Essa ideia é uma contestação direta ao que Michel Foucault denunciou como os "poderes-saber". Para Foucault, o conhecimento não é neutro; está intrinsecamente ligado a relações de poder que determinam o que é considerado "verdade" em uma dada sociedade. A Universidade, os diplomas e as instituições científicas frequentemente atuam como mecanismos de validação e imposição de um único tipo de saber, silenciando e inferiorizando todos os outros. O diálogo genuíno entre grupos sobre seus saberes, vidas e desafios vai além dessa hierarquia. É um ato de resistência que valoriza a experiência vivida. 

 


A história está repleta de exemplos. Os grandes pensadores nem sempre surgiram na Academia. Muitos foram autodidatas, artesãos ou simplesmente pessoas curiosas que pensaram a partir de seu trabalho e de suas perguntas. Os filósofos pré-socráticos, como Tales de Mileto e Heráclito, buscavam entender a natureza (a physis) não em salas de aula, mas na observação direta do mundo, muitas vezes através de uma linguagem poética e enigmática que unia razão e intuição. A poesia, as revelações divinas e as práticas de cura sempre foram veículos fundamentais de conhecimento em culturas ancestrais, formas de acessar verdades que a razão pura não consegue capturar. 


Walter Benjamin, ao caminhar pelas Passagens de Paris no século XIX, não estava apenas fazendo uma pesquisa histórica; ele estava aprendendo com a própria arquitetura e os objetos comuns uma "dialética em imagens" do capitalismo moderno. Sua visita a Ibiza, por sua vez, o conectou com uma vida mais simples e elemental, abrindo seus olhos para um conhecimento sensorial e tátil que a metrópole havia apagado.
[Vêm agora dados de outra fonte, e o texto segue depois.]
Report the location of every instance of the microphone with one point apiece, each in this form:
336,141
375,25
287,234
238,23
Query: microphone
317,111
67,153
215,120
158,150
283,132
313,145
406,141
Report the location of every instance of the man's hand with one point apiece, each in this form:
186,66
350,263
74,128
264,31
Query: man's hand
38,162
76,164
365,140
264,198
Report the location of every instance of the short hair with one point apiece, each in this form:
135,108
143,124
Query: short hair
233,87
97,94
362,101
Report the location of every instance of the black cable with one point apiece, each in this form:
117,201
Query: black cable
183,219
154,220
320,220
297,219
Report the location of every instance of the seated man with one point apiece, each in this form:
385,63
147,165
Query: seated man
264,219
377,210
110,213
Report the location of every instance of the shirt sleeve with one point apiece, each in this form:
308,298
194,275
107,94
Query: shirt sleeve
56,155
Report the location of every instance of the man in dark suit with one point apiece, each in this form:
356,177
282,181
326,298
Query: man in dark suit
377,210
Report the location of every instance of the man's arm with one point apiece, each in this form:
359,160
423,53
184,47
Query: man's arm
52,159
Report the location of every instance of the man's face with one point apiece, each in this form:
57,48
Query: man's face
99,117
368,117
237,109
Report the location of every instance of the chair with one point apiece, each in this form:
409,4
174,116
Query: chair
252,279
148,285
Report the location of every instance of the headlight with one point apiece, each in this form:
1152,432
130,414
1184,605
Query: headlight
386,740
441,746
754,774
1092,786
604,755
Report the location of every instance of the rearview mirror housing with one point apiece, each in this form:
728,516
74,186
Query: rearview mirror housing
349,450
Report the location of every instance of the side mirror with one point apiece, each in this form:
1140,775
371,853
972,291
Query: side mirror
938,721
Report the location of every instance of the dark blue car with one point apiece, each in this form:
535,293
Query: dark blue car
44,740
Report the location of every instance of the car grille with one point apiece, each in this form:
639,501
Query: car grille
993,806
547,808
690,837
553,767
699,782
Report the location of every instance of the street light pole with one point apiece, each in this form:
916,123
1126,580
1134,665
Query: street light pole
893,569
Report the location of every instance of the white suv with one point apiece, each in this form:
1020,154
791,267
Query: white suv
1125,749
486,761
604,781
Giorgio Agamben
, por outro lado, viu em São Francisco de Assis e na sua regra monástica um "saber sacro" que propunha uma forma de vida para além da dicotomia entre o sagrado e o profano, um modelo de comunidade não baseado na posse, mas no uso.
 

A experiência do território é, por si só, uma fonte de revolução interior. Goethe e Nietzsche tiveram suas visões de mundo profundamente alteradas ao visitarem a Itália. Para Goethe, a viagem foi uma libertação dos rigores do norte, uma imersão numa cultura da luz, da cor e da sensualidade que transformou sua arte. Para Nietzsche, a claridade do Mediterrâneo foi o antídoto para a "doença" do pessimismo alemão, inspirando um pensamento mais afirmativo e dançante. 


Hoje, os processos de decolonialidade resgatam e valorizam esses saberes subjugados. Eles nos lembram que os conhecimentos indígenas e
ancestrais não são "superstições", mas sistemas complexos de entendimento ecológico, medicinais e cosmológicos. Sabem, há milênios, o que a ciência ocidental só recentemente começou a descobrir: a interdependência de todas as formas de vida, as propriedades curativas de plantas específicas e os ciclos sutis da natureza.
 


Um exemplo atual e eloquente é narrado por Candice Millard em Rio dos Deuses, que reconta a busca pela nascente do Rio Nilo no século XIX. Enquanto exploradores britânicos como Richard Burton e John Hanning Speke levavam o crédito (e a glória) pela "descoberta", a verdade é que eles dependiam inteiramente do conhecimento local. Foram os guias africanos, os povos que habitavam aquelas terras há gerações, que realmente conheciam a paisagem, os rios, os sinais da natureza e os caminhos seguros. Eles já sabiam onde o Nilo nascia; o que ocorreu não foi uma descoberta europeia, mas uma revelação para o mundo ocidental, mediada por um saber que sempre esteve lá, enraizado no território.


 

Portanto, o conhecimento que emerge da realidade e dos territórios é um convite à humildade epistemológica. É um lembrete de que a verdadeira sabedoria é polifônica. Ela habita tanto no tratado filosófico quanto no verso do poeta, no ritual de cura do pajé quanto no mapa mental do guia local, no diálogo comunitário quanto no sonho solitário. É um saber que se constrói no chão da vida, no calor das trocas e na coragem de pensar com os próprios pés, honrando a inteligência coletiva que, desde sempre, flui como um grande rio, muitas vezes subterrâneo, mas sempre vital.